Quantum Blockchain Technologies Bitcoin Mining: Method C AI Oracle Clears Data Hurdle for June Deployment
What You'll Learn
- What QBT's Method C AI Oracle actually does to a SHA-256 mining workload, in plain terms
- Why a 30 percent skip rate matters when the network is hashing near 900 exahashes per second
- Why an eight-year-old Antminer S9 is the test rig instead of a modern machine
- The financial and technical risks that sit between a lab result and a shipping product
Quantum Blockchain Technologies (AIM: QBT) announced on June 29 that its Method C AI Oracle has overcome a key data challenge, putting the London-listed R&D company on track to generate a first deployment-ready version using a new ASIC manufacturer dataset by the end of June 2026. The milestone follows the receipt of the company's first Bitcoin mining rig from one of three ASIC manufacturers with whom it has signed non-disclosure agreements. QBT does not mine Bitcoin itself. It is a research company trying to sell efficiency into an industry where, as the Cambridge Blockchain Network Sustainability Index documents, electricity is the single largest recurring cost.
What Happened
Quantum Blockchain Technologies reported that close cooperation between its University of Milan research team, the ASIC manufacturer's engineers, and US-based partners has successfully modified the CGminer-like operating system of the manufacturer's rig to intercept all incoming mining jobs from the mining pool. This integration enables the Method C AI Oracle to analyze blockchain data in real time and apply predictive optimization to SHA-256 calculations. CEO Francesco Gardin, who holds a PhD in Theoretical Physics from Padova University (1979), confirmed the AI Oracle has been trained for several weeks on current blockchain blocks and achieved approximately 30 percent predictive performance - meaning the method avoids processing roughly 30 percent of SHA-256 calculations during mining operations. The company's official announcement details the regulatory news and deployment timeline.
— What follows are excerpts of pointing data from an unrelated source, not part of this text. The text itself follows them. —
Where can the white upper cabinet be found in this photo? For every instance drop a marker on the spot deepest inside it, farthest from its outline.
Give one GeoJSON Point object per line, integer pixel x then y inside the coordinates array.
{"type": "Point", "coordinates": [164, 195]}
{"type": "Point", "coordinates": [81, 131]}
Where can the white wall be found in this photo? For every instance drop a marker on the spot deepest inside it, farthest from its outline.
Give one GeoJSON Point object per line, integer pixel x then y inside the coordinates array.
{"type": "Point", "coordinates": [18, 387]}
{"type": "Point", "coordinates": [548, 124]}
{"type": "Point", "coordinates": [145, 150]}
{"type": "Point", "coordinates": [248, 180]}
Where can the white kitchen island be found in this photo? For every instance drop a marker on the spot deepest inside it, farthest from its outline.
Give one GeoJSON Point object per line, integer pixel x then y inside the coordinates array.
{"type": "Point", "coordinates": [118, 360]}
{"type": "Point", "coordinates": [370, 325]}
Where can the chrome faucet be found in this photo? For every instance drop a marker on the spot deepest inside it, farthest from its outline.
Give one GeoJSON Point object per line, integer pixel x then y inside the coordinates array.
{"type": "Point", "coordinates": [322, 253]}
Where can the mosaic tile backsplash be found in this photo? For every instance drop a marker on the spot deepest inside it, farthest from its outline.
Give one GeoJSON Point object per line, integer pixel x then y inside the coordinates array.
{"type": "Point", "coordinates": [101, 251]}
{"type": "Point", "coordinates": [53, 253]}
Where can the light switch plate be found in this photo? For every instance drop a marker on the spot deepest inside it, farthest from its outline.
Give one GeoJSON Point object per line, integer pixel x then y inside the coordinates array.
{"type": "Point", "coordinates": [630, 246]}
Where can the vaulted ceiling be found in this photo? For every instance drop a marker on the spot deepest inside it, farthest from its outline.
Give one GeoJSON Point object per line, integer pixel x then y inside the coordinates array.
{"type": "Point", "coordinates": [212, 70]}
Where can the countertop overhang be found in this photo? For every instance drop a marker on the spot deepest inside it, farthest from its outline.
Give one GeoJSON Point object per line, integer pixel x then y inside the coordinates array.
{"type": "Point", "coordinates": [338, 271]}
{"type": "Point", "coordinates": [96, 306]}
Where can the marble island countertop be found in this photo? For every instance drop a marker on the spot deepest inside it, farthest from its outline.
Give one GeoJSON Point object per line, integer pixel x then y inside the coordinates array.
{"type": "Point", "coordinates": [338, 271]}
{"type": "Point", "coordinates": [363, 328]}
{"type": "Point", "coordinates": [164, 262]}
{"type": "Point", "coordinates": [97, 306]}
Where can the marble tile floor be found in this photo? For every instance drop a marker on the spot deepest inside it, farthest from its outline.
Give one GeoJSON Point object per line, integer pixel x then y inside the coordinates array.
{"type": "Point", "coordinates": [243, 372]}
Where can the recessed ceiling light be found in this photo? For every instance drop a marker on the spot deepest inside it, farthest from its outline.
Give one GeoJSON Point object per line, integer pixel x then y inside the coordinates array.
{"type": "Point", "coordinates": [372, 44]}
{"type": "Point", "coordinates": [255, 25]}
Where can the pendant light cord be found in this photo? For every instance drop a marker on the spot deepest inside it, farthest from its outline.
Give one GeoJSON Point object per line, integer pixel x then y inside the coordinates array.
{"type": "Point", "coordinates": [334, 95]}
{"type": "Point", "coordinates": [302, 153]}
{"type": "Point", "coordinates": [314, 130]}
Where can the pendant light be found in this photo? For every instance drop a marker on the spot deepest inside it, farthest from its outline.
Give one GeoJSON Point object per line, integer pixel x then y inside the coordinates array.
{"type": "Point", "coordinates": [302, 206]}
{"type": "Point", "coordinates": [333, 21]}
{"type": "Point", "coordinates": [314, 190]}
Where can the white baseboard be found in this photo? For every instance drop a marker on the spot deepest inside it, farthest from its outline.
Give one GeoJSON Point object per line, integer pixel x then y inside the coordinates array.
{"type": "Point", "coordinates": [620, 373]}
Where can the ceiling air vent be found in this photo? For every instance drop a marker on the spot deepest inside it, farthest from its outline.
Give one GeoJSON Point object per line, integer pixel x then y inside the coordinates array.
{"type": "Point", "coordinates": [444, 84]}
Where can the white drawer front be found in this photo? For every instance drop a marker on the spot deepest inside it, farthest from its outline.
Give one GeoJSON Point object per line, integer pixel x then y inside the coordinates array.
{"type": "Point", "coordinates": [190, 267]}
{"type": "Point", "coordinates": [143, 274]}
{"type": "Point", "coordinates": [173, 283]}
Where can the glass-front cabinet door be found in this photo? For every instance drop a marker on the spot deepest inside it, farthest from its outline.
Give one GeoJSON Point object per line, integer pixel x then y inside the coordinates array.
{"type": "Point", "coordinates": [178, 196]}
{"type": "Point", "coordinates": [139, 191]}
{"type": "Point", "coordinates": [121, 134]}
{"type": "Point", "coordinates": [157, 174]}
The company simultaneously published its full-year 2025 financial results, revealing a total comprehensive loss of €3.13 million (versus €2.85 million in 2024) with operating losses steady at €2.95 million. Cash reserves declined to €451,000 from €604,000 a year earlier. QBT raised £500,000 after the year-end to fund continued development. Additional coverage from Yahoo Finance UK and Sharecast confirms the milestone.
Why It Matters
The Method C breakthrough represents a software-only approach to Bitcoin mining optimization that integrates into existing mining software environments such as CGMiner rather than requiring custom ASIC chip architecture. This distinction makes the technology immediately deployable on current hardware - specifically the Bitmain Antminer S9, chosen because it is the last model with fully accessible architecture for testing. By avoiding 30 percent of hash calculations, the AI Oracle could meaningfully reduce energy consumption per terahash, a critical metric as global Bitcoin mining energy use exceeds 150 terawatt-hours annually. The ASIC manufacturer partnership validates commercial interest from hardware producers seeking efficiency gains without silicon redesign. This aligns with broader quantum computing advances in finance, as seen in Trump's quantum computing executive orders targeting 2028 breakthroughs.
What's Next
QBT aims to produce a first version of the Method C AI Oracle using the new ASIC manufacturer dataset by late June 2026, with subsequent iterations incorporating additional manufacturer data. The company has also established BlocKeeper (June 18) to pursue virtual Bitcoin mining strategies and resumed its quantum computing research programme (May 8) exploring quantum-enhanced mining approaches. Gardin compared the Oracle's learning process to a Formula One driver mastering a new circuit - each dataset from a new hardware partner requires complete retraining. Investors should watch for deployment confirmation on the Antminer S9 test rig and any additional ASIC manufacturer announcements, as each new partnership expands the Oracle's training corpus and commercial addressable market. Market conditions matter to the commercial case as well. Efficiency technology finds its buyers precisely when margins compress, which is what happened during the worst Bitcoin month since June 2022.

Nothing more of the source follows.